I’m taking a graduate seminar-type course on secure coding currently, and as part of this class, we are supposed to write a term paper on a topic of our choice, relating in some way to security, coding, testing, etc. Often, when given the choice of topic, I’ll use it as an excuse to do some reading or research that I had been meaning to do earlier but simply hadn’t justified the time for. That’s what I did this time, and I chose to write about fuzzing (the process of discovering vulnerabilities by automatically crafting random inputs for it and logging what happened when it breaks).
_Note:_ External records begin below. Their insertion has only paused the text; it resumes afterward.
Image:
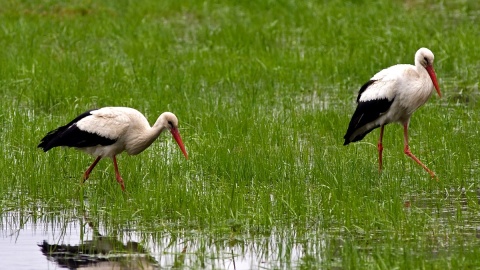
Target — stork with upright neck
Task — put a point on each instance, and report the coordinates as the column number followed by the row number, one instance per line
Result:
column 109, row 131
column 392, row 95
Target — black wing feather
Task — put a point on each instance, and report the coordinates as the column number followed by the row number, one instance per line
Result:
column 70, row 135
column 366, row 112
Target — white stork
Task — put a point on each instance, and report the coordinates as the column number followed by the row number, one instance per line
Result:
column 392, row 95
column 109, row 131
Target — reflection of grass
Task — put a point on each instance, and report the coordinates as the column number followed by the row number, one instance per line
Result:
column 264, row 150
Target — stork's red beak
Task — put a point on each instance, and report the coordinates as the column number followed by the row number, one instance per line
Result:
column 176, row 136
column 433, row 76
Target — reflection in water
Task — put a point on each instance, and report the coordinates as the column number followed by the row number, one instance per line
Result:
column 102, row 252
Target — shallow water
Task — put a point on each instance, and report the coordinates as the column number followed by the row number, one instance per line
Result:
column 70, row 240
column 79, row 244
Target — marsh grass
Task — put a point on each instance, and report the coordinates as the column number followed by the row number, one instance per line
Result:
column 264, row 92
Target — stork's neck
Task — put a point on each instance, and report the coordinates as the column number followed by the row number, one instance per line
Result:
column 146, row 136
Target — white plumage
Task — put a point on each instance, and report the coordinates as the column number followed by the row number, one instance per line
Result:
column 109, row 131
column 392, row 95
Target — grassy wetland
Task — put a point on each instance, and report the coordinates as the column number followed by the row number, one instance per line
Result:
column 264, row 91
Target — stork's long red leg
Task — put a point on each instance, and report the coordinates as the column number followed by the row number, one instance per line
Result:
column 380, row 149
column 117, row 174
column 407, row 151
column 89, row 170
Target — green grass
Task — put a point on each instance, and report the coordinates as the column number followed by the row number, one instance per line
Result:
column 263, row 91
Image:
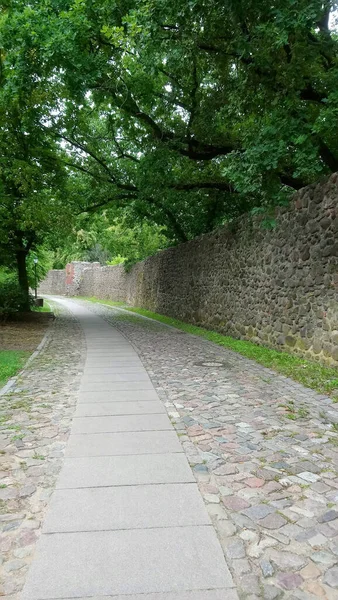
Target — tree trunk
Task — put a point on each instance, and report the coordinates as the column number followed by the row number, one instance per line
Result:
column 21, row 256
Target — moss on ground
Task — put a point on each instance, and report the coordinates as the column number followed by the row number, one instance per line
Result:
column 11, row 361
column 311, row 374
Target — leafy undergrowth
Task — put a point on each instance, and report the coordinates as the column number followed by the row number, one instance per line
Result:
column 11, row 361
column 44, row 308
column 311, row 374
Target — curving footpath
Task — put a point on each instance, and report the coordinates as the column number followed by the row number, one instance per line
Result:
column 126, row 519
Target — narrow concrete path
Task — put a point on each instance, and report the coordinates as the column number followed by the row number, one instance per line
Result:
column 126, row 519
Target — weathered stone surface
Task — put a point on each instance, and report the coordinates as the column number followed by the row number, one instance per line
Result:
column 267, row 568
column 290, row 269
column 273, row 521
column 258, row 512
column 329, row 516
column 331, row 577
column 289, row 581
column 287, row 560
column 235, row 503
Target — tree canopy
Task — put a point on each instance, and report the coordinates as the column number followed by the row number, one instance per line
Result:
column 182, row 115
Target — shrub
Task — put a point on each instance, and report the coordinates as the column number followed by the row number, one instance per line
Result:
column 12, row 299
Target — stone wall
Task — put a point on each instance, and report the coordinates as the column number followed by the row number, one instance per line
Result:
column 275, row 287
column 55, row 283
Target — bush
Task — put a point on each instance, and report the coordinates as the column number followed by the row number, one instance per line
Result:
column 12, row 299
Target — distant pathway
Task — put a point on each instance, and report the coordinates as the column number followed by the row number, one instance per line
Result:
column 270, row 482
column 35, row 418
column 126, row 519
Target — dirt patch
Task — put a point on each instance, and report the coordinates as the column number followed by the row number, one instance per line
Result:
column 25, row 332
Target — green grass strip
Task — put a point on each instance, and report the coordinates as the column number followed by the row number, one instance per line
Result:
column 45, row 308
column 311, row 374
column 11, row 361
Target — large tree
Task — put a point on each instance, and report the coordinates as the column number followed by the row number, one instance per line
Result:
column 189, row 113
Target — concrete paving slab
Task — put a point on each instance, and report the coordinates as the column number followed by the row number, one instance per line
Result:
column 118, row 395
column 97, row 409
column 118, row 423
column 103, row 363
column 139, row 561
column 140, row 375
column 103, row 386
column 105, row 471
column 130, row 507
column 111, row 369
column 220, row 594
column 101, row 352
column 112, row 444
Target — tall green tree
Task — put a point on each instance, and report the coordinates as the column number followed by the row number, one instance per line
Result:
column 185, row 113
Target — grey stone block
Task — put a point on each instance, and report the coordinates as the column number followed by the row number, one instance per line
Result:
column 96, row 409
column 104, row 362
column 220, row 594
column 129, row 507
column 116, row 385
column 118, row 396
column 111, row 369
column 119, row 423
column 114, row 444
column 135, row 561
column 140, row 375
column 96, row 471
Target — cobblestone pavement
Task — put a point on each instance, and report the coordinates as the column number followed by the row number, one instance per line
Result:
column 35, row 417
column 264, row 451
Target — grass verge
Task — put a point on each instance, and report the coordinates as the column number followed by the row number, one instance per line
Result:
column 11, row 361
column 44, row 308
column 321, row 378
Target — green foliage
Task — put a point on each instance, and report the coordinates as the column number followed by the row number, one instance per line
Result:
column 312, row 375
column 117, row 260
column 11, row 361
column 176, row 115
column 12, row 298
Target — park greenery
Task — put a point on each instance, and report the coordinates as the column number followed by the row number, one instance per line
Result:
column 130, row 125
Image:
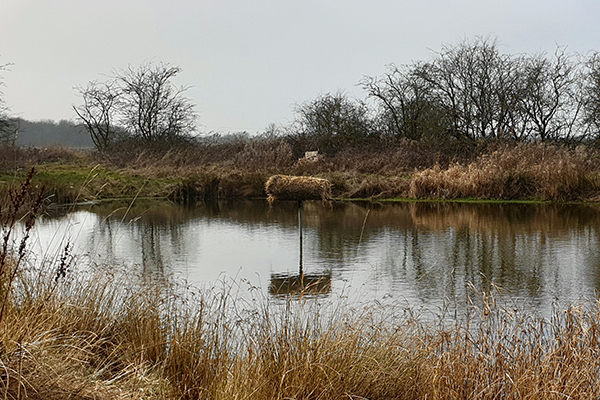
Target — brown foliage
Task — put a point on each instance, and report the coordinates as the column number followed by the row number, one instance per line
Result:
column 525, row 171
column 283, row 187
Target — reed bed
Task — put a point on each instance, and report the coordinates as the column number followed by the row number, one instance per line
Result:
column 103, row 334
column 300, row 188
column 525, row 171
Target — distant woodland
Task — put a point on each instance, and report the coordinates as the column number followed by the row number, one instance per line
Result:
column 48, row 133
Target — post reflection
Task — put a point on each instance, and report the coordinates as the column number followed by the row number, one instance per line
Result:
column 422, row 251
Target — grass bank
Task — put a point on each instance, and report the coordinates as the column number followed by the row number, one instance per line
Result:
column 537, row 172
column 104, row 335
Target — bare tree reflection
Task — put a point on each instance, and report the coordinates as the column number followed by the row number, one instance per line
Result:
column 300, row 285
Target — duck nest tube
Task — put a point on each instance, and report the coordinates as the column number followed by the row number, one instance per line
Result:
column 299, row 188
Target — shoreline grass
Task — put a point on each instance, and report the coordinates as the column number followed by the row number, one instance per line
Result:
column 103, row 334
column 520, row 172
column 99, row 336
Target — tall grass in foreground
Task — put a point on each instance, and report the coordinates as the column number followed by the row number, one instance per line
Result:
column 95, row 337
column 103, row 335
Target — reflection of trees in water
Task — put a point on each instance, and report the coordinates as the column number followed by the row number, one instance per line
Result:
column 434, row 248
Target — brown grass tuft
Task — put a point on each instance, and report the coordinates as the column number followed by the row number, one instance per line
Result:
column 525, row 171
column 284, row 187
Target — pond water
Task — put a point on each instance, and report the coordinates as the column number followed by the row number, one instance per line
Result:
column 426, row 254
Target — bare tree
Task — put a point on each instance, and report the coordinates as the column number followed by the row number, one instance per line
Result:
column 332, row 121
column 152, row 107
column 548, row 95
column 591, row 94
column 98, row 111
column 142, row 102
column 8, row 125
column 407, row 107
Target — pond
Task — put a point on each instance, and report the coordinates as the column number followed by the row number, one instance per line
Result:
column 426, row 254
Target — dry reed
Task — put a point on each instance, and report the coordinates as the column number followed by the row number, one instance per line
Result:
column 525, row 171
column 283, row 187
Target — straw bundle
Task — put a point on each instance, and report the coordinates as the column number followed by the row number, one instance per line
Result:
column 284, row 187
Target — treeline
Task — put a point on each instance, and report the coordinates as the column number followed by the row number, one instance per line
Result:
column 468, row 91
column 47, row 133
column 465, row 93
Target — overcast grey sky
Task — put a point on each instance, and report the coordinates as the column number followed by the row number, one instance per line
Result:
column 249, row 62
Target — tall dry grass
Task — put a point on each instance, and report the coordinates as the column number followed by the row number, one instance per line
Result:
column 100, row 334
column 526, row 171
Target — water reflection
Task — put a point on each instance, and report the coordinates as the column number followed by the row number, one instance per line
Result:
column 300, row 284
column 425, row 252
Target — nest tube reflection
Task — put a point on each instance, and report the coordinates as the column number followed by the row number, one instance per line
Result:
column 286, row 284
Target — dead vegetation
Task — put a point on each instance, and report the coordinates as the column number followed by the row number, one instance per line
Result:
column 299, row 188
column 408, row 169
column 101, row 334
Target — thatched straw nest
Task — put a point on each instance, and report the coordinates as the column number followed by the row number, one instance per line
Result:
column 284, row 187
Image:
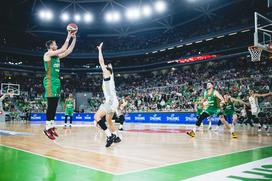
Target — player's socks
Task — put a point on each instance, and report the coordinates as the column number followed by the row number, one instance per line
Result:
column 49, row 134
column 192, row 132
column 53, row 129
column 108, row 133
column 232, row 128
column 233, row 135
column 210, row 125
column 110, row 140
column 47, row 125
column 121, row 127
column 117, row 139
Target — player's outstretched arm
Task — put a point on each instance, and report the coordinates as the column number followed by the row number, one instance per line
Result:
column 70, row 49
column 263, row 95
column 219, row 96
column 101, row 58
column 62, row 49
column 3, row 97
column 240, row 101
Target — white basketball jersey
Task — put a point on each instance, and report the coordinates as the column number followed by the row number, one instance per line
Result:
column 253, row 102
column 124, row 104
column 109, row 88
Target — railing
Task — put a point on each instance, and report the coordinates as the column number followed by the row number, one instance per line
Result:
column 19, row 51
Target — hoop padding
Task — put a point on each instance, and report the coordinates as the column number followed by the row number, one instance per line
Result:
column 255, row 53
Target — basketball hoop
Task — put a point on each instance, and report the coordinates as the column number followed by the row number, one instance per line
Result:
column 255, row 53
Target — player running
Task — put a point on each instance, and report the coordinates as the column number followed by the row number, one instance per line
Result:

It’s a very interesting topic and I have enjoyed reading some of the papers and looking at the different tools that are available. In my outline however, I wanted to have a section where I discussed some actual vulnerabilities that have been discovered through the use of fuzzing. The problem is, there seems to be a discrepancy: there is a large amount of discussion about fuzzing out there in the security community, even detailing methods of fuzzing specific protocols and applications, however there is relatively little talk of actual vulnerabilities found using fuzzing. I know that a lot of recent vulnerabilities have probably been found using fuzzing techniques, but it’s hard to quantify or pull out good examples when all of the advisories out there make no mention of the methods they used to discover the vulnerability.
So we have full disclosure of a vulnerability’s technical details and impact, but no disclosure of how the researcher got to that point.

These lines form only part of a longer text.